I am converting a transaction detail file received from the bank from fixed width into a CSV file.

 gawk '$1=$1' FIELDWIDTHS='1 8 12 23 6 6 6 7 13 9 3 10 1 2 3 1 3 1 1 2 6 3 12 3 3 1 2 9 19 140  ' OFS=, $f  >> $csvfilename

Some of the fields are currency fields and listed in cents. For example, the second last field will have a value "1234567". However, the value I want output is "12345.67".

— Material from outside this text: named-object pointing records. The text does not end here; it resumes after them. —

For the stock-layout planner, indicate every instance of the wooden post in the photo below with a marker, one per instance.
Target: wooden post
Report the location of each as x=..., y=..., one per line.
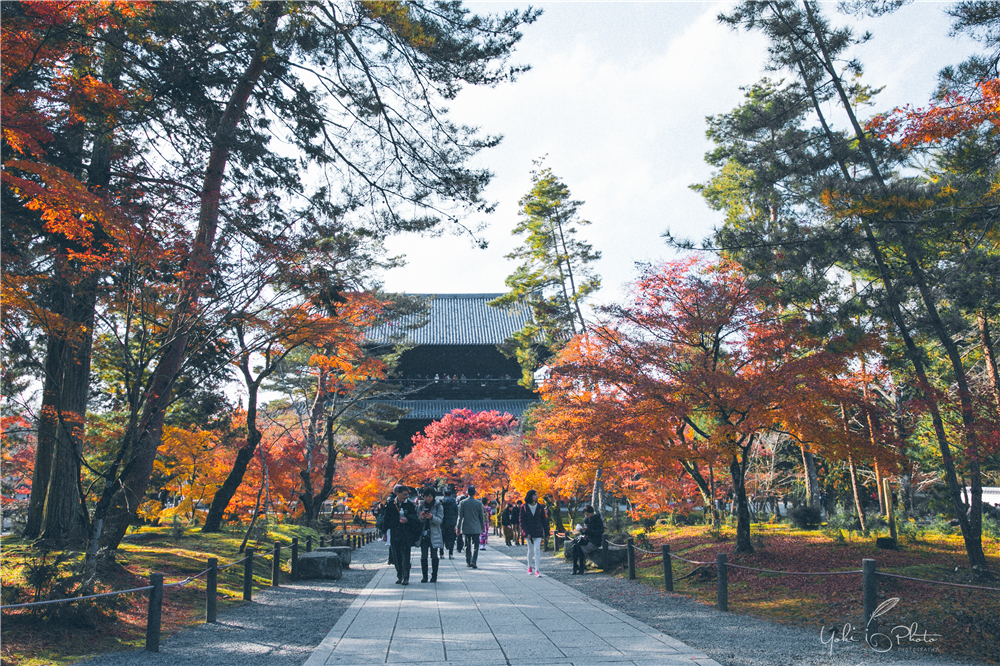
x=723, y=582
x=276, y=566
x=869, y=597
x=668, y=568
x=248, y=575
x=211, y=590
x=153, y=614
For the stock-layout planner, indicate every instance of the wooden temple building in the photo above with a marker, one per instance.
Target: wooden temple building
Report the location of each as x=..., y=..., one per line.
x=455, y=363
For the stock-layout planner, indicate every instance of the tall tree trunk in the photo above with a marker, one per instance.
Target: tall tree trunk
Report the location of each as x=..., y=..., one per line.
x=990, y=355
x=858, y=506
x=57, y=513
x=811, y=478
x=597, y=494
x=64, y=522
x=123, y=494
x=971, y=523
x=737, y=470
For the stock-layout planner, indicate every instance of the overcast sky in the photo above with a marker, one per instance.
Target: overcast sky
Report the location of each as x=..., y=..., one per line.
x=616, y=99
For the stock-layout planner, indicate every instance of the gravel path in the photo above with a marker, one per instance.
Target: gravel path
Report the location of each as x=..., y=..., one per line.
x=283, y=626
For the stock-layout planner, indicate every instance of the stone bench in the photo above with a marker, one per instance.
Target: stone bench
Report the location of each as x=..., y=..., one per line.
x=344, y=552
x=617, y=557
x=319, y=565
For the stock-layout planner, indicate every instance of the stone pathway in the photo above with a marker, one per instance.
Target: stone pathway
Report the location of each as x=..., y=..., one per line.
x=491, y=616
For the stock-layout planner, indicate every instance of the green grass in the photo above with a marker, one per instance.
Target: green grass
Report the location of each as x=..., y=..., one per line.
x=69, y=632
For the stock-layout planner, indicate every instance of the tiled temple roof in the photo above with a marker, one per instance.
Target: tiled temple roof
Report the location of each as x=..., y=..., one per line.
x=459, y=319
x=435, y=409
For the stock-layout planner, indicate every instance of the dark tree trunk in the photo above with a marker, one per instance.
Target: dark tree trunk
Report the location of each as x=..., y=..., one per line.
x=123, y=494
x=738, y=472
x=64, y=523
x=224, y=495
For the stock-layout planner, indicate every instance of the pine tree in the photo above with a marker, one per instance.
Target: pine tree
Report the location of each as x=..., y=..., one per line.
x=554, y=277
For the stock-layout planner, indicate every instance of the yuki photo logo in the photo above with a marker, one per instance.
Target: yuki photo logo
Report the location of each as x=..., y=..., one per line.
x=899, y=637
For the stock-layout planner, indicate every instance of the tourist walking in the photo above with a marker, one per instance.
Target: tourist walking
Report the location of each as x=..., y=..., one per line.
x=461, y=540
x=485, y=535
x=518, y=535
x=403, y=523
x=448, y=523
x=546, y=528
x=592, y=533
x=432, y=516
x=531, y=521
x=471, y=523
x=507, y=522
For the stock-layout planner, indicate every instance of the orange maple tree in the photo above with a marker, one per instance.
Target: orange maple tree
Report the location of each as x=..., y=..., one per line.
x=702, y=342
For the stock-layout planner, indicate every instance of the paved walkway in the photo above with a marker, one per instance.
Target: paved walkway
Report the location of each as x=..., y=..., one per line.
x=491, y=616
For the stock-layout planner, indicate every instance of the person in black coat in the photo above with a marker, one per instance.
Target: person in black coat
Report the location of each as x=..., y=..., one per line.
x=507, y=522
x=403, y=523
x=449, y=522
x=591, y=536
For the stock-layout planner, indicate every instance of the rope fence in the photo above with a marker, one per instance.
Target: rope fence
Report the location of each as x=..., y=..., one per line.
x=868, y=571
x=156, y=586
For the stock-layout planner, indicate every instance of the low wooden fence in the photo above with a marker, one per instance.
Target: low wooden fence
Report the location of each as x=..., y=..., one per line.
x=156, y=585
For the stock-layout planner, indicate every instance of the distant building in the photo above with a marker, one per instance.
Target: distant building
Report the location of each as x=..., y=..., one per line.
x=455, y=363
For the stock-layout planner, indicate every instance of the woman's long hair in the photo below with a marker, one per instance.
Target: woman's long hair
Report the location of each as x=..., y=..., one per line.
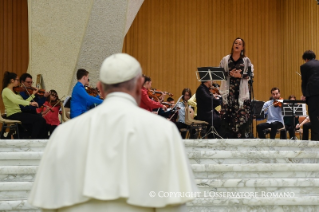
x=242, y=54
x=7, y=78
x=55, y=93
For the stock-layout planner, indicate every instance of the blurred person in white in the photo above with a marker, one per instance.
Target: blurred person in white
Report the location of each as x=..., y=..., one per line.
x=111, y=158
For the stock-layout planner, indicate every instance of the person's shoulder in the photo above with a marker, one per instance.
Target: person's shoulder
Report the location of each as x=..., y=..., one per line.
x=226, y=57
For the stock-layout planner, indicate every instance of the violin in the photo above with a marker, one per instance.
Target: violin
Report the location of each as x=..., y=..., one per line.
x=28, y=91
x=278, y=102
x=19, y=89
x=156, y=94
x=166, y=103
x=214, y=90
x=92, y=91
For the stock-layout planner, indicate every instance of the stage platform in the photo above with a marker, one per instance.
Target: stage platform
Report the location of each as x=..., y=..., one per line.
x=232, y=175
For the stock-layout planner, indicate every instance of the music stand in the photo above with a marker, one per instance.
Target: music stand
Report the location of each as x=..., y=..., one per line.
x=204, y=74
x=257, y=111
x=293, y=108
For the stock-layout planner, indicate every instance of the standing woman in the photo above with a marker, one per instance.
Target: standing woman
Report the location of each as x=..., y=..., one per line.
x=235, y=92
x=50, y=111
x=12, y=101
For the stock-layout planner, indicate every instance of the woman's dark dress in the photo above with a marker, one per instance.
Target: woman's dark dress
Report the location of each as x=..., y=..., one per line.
x=235, y=120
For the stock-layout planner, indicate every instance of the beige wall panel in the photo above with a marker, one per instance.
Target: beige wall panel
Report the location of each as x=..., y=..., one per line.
x=14, y=53
x=132, y=9
x=103, y=37
x=56, y=30
x=171, y=38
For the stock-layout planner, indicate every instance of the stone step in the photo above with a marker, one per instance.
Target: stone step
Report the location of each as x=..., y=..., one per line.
x=268, y=199
x=252, y=154
x=257, y=174
x=254, y=208
x=252, y=160
x=15, y=190
x=19, y=205
x=20, y=158
x=22, y=145
x=254, y=167
x=234, y=143
x=17, y=173
x=296, y=191
x=270, y=182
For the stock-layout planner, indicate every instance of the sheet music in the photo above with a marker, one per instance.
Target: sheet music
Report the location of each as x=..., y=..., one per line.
x=299, y=110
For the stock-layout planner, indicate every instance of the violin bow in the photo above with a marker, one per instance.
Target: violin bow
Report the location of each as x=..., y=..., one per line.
x=278, y=100
x=27, y=91
x=49, y=109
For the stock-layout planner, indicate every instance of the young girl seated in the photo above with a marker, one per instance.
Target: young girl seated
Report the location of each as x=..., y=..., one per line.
x=12, y=100
x=50, y=111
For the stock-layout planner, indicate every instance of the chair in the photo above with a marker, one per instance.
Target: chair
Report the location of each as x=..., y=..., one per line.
x=193, y=125
x=300, y=131
x=268, y=130
x=11, y=124
x=64, y=116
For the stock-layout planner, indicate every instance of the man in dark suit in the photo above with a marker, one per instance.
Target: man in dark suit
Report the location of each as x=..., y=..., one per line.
x=204, y=106
x=310, y=90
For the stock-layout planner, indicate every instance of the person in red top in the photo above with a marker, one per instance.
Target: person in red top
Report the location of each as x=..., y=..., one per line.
x=50, y=111
x=146, y=102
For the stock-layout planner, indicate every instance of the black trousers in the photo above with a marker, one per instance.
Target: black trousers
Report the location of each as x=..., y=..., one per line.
x=181, y=125
x=35, y=122
x=273, y=126
x=50, y=128
x=313, y=110
x=291, y=131
x=306, y=127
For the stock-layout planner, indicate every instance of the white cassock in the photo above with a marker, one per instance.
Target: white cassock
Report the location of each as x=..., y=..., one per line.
x=110, y=159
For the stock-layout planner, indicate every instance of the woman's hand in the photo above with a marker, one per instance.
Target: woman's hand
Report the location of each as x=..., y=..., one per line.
x=35, y=91
x=235, y=73
x=35, y=104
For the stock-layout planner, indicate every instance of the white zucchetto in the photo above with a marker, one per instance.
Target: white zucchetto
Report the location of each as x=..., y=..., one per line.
x=119, y=68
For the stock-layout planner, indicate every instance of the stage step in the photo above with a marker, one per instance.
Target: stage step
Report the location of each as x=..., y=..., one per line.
x=267, y=170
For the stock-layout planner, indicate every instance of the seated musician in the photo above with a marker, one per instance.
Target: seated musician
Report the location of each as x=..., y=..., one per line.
x=306, y=124
x=26, y=82
x=12, y=101
x=204, y=106
x=146, y=102
x=288, y=120
x=180, y=122
x=50, y=111
x=81, y=100
x=275, y=118
x=169, y=111
x=192, y=102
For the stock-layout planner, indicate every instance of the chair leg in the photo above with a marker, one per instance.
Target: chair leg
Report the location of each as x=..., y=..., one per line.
x=2, y=130
x=17, y=130
x=187, y=134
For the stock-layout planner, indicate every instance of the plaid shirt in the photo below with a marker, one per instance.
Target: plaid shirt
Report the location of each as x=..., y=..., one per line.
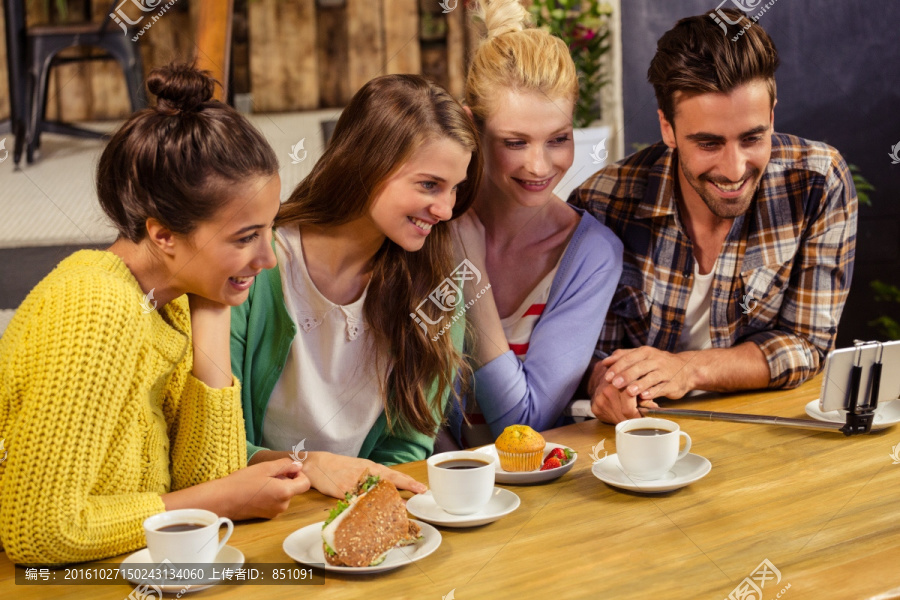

I am looking for how I can do that conversion. Something like

FIELDWIDTHS='1 8 12 23 6 6 6 7.2 13 '

As an example. the following input is received

1000000000000027302080000000541282******876421111821111821111800648300000000021687000000000PU 831712 DR90 020N000000000323132106663755
0000000000000000000000000000000000000000000000000000000000000000000 00000000000000000000000000000000000000000000000000000000000000000000000000000000000000000000000

The resulting CSV file is

1,00000000,000002730208,0000000448387******6098,211115,211116,211116,0120456,0000000051580,000000000,PU ,754045 , ,DR,90 ,0,20N,0,0,00,000003,211,31912995587 , , 0,0,00,000000000,0000000000000000000,0000000000000000000000000000000000000000000000000000000000000000000000000000000000000000000000000000000000000000000000000000000000

The 8th field has a value "0120456". I would like the value in the resulting comma delimited file to read "01204.56"


Solution

  • Here is a solution that I think you can use, or adapt.

    Bash script:

    #!/bin/bash
    
    line="1000000000000027302080000000541282******876421111821111821111800648300000000021687000000000PU 831712     DR90 020N000000000323132106663755 0000000000000000000000000000000000000000000000000000000000000000000 00000000000000000000000000000000000000000000000000000000000000000000000000000000000000000000000"
    
    echo "$line" | awk -f so.awk
    

    so.awk

    BEGIN {
        FIELDWIDTHS = "1 8 12 23 6 6 6 7 13 9 3 10 1 2 3 1 3 1 1 2 6 3 12 3 3 1 2 9 19 140"
    }
    
    {
        # Print first 7 fields
        for (i=1; i<=7; i++) {
            printf "%s,", $i
        }
    
        # Print 8th field
        firstXchars = substr($8, 0, length($8)-2)
        lasttwochars = substr($8, length($8)-1)
        printf "%s.%s,", firstXchars, lasttwochars
    
        # Print the rest of fields, except the last one (I do not want the , for the last one)
        for (j=9; j<=NF-1; j++) {
            printf "%s,", $j
        }
    
        # Print the last field
        print $NF
    }
    

    What it does

    • print the first 7 fields separated by , , no changes
    • for the 8th field, extract the characters except the last two
    • for the 8th field, extract the last two characters
    • print field 8 with (except last two).(last two),
    • print all remaining fields but the last one separated by ,
    • print the last field

    Output

    $ ./so.bash 
    1,00000000,000002730208,0000000541282******8764,211118,211118,211118,00648.30,0000000021687,000000000,PU ,831712    , ,DR,90 ,0,20N,0,0,00,000003,231,32106663755 ,000,000,0,00,000000000,0000000000000000000,000000000000000000000000000000 00000000000000000000000000000000000000000000000000000000000000000000000000000000000000000000000
                                                                         ^^^^^^^^
    

    Note ^^^^^^^^ is not part of the output, I just highlight field 8

    With the method highlighted here for managing field 8, you can adapt the script to fit your actual data and output requirements.